When Goodman came out of jail in 2007, NI paid him a year's salary of £90,000. Les Hinton, then executive chairman, authorised a further £153,000. This was described as "extraordinary... it is impossible not to question the company's motives". Of Mr Hinton's evidence on the pay-off, there was "a deliberate effort to mislead the committee".

Keeping Mulcaire off the radar

The committee found NI was determined to cover up the true extent of phone hacking and was willing to meet all Mulcaire's legal bills to prevent him from revealing, in court, the names of those who instructed him at the NOTW.

Keeping Taylor out of court

Phone hacking went beyond Goodman and his royal targets. The footballers' union boss Gordon Taylor launched a hacking claim and settled out of court for £700,000. The report found "keeping the settlement out of the public eye was absolutely central to the agreement". NI's legal boss, Tom Crone, "misled the committee" about what lay behind negotiations with Taylor's lawyer, Mark Lewis.

'Rogue reporter' line exploded

The report says the Taylor deal was done to "buy silence" and to avert future civil claims. Settling at £700,000, according to the report, indicated "some senior people at NI were aware ... that the 'rogue reporter' claim was untrue".

Keeping silent on the real evidence

In their evidence to the committee, Mr Crone and the NOTW editor at the time, Colin Myler, offered assurances that nothing would be found on hacking beyond Goodman. The report says categorically: "This was not true". Both Mr Crone and Mr Myler "deliberately" avoided disclosing what they knew. Both also attempted to "downplay" the significance of a key piece of evidence – the "For Neville" email. This showed hacking went beyond Goodman.

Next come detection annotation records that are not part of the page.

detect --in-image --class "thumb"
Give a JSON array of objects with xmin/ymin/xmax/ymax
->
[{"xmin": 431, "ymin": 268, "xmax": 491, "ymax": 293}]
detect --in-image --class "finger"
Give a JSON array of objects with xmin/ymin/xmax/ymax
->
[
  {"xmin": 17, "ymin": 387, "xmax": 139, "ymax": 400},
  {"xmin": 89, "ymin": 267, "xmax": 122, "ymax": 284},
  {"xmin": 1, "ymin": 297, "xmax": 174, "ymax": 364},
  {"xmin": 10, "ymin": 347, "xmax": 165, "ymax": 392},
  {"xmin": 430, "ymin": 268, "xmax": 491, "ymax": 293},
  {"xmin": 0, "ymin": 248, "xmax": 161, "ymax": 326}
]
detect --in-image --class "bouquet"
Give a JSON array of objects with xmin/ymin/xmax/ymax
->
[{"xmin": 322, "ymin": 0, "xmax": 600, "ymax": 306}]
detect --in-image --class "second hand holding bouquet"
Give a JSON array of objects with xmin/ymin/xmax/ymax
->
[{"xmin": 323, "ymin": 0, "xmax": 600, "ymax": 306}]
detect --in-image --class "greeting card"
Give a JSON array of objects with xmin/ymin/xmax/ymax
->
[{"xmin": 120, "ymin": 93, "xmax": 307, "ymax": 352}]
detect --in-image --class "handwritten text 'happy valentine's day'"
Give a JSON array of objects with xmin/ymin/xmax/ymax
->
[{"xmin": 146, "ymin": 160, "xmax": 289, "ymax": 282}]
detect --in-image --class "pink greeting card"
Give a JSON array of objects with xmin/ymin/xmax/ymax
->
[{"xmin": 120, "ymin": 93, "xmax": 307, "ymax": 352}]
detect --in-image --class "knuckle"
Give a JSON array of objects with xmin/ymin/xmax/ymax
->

What James Murdoch was told

Mr Crone claimed he showed James Murdoch the email that revealed the rogue reporter line was unsound. Mr Murdoch says Mr Crone and Mr Myler's account of this is false. The report attacks Mr Murdoch's lack of curiosity and criticises his "wilful ignorance" as "astonishing". The episode raises questions about his competence, it says.

NI's strategy to blame the lieutenants

Senior figures at the company realised at the end of 2010 that it needed a new strategy. It decided to "lay the blame on certain individuals" including Colin Myler and Tom Crone "whilst striving to protect more senior figures, notably James Murdoch". The report says this strategy demonstrates "huge failings of corporate governance".

Verdict on Rupert Murdoch

The report concludes Rupert Murdoch did not take steps to become fully informed about phone hacking. In MPs' words, he "exhibited wilful blindness to what was going in his companies and publications". Although the committee was split on whether this conclusion should appear, these words jump out of page 70: "Rupert Murdoch is not a fit person to exercise the stewardship of a major international company."